EG mempertontonkan pertunjukan yang memesona dalam turnamen ini. Mereka meluncur dalam pertandingan ini tanpa cela, dengan cepat dan juga brilian. Saat babak grup, pertandingan melawan Infamous mampu diselesaikan oleh mereka dengan waktu yang sangat singkat, yakni 18 menit saja. Ketika di babak playoff, tim ini diberikan keuntungan langsung ke semifinal karena memuncaki grup. Saat di semifinal mereka sekali lagi berhadapan dengan NaVi. Tentunya mereka mengalahkan NaVi sekali lagi dengan skor 2 : 0 yang membuat EG melaju ke Grand Final.

Bagan Turnamen GESC 2018

Di Grand Final GESC 2018, EG melawan VGJ.Thunder yang mana merupakan salah satu tim favorit lain yang diprediksi memenangi turnamen. Tim ini menjadi pemuncak grup juga seperti EG, hanya saja mereka tak seperti tim biru tersebut yang tampil tanpa cela. VGJ.Thunder sempat kalah sekali dari Fnatic. Sama seperti EG, VGJ.Thunder dihadiahi tiket langsung menuju semifinal.

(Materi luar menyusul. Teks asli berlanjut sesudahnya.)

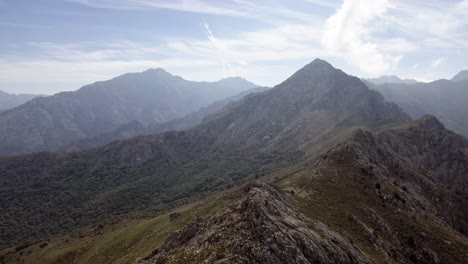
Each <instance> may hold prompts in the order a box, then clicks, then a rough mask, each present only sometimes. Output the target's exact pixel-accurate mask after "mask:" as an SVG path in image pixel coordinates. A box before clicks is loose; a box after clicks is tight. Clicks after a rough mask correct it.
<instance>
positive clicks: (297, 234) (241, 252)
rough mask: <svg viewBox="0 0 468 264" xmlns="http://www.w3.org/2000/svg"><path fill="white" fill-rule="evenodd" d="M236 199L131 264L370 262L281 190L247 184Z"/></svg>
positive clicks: (201, 219)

Di Semifinal, VGJ.Thunder melawan Infamous dengan kerepotan karena tim tersebut membuat perlawanan yang berarti. Pada game pertama, Infamous memaksa VGJ.Thunder untuk bermain selama 60 menit sebelum akhirnya memenangi pertandingan. VGJ.Thunder diharuskan menang di game kedua karenanya. Kemudian VGJ.Thunder memenangi game kedua mereka untuk selanjutnya memenangi game ketiga dan melaju ke grand final.

VGJ.Thunder dan EG yang melaju ke grand final diharapkan menampilkan pertandingan yang seru. Penonton Indonesia berharap demikan, tetapi yang terjadi adalah pembantaian EG atas VGJ.Thunder. Pertandingan pertama memperlihatkan bagaimana superioritas EG dalam pertandingan untuk dapat dengan mudah menginjak harga diri VGJ.Thunder. Tak ada perubahan yang berarti dari permainan tim VGJ.Thunder, game kedua pun berakhir dengan memilukan bagi tim tersebut. EG memenangi game kedua ini dan untuk kemudian menjadi juara GESC 2018.

GESC 2018 memang sudah berakhir tetapi memberikan banyak cerita bagi penggemar games MOBA DotA 2 di Indonesia. Mulai dari melempemnya permainan Digital Chaos pada Maret 2018 ini. Tim DotA 2 kebanggaan Indonesia, Rex Regum Qeon, yang tak berdaya di turnamen ini yang mana tentu saja memperlihatkan timpangnya talenta pemain DotA 2 Indonesia. Kemudian ada NaVi yang mempertontonkan skill brilian sebelum akhirnya takluk di tangan sang juara EG yang memperlihatkan permainan tanpa cela.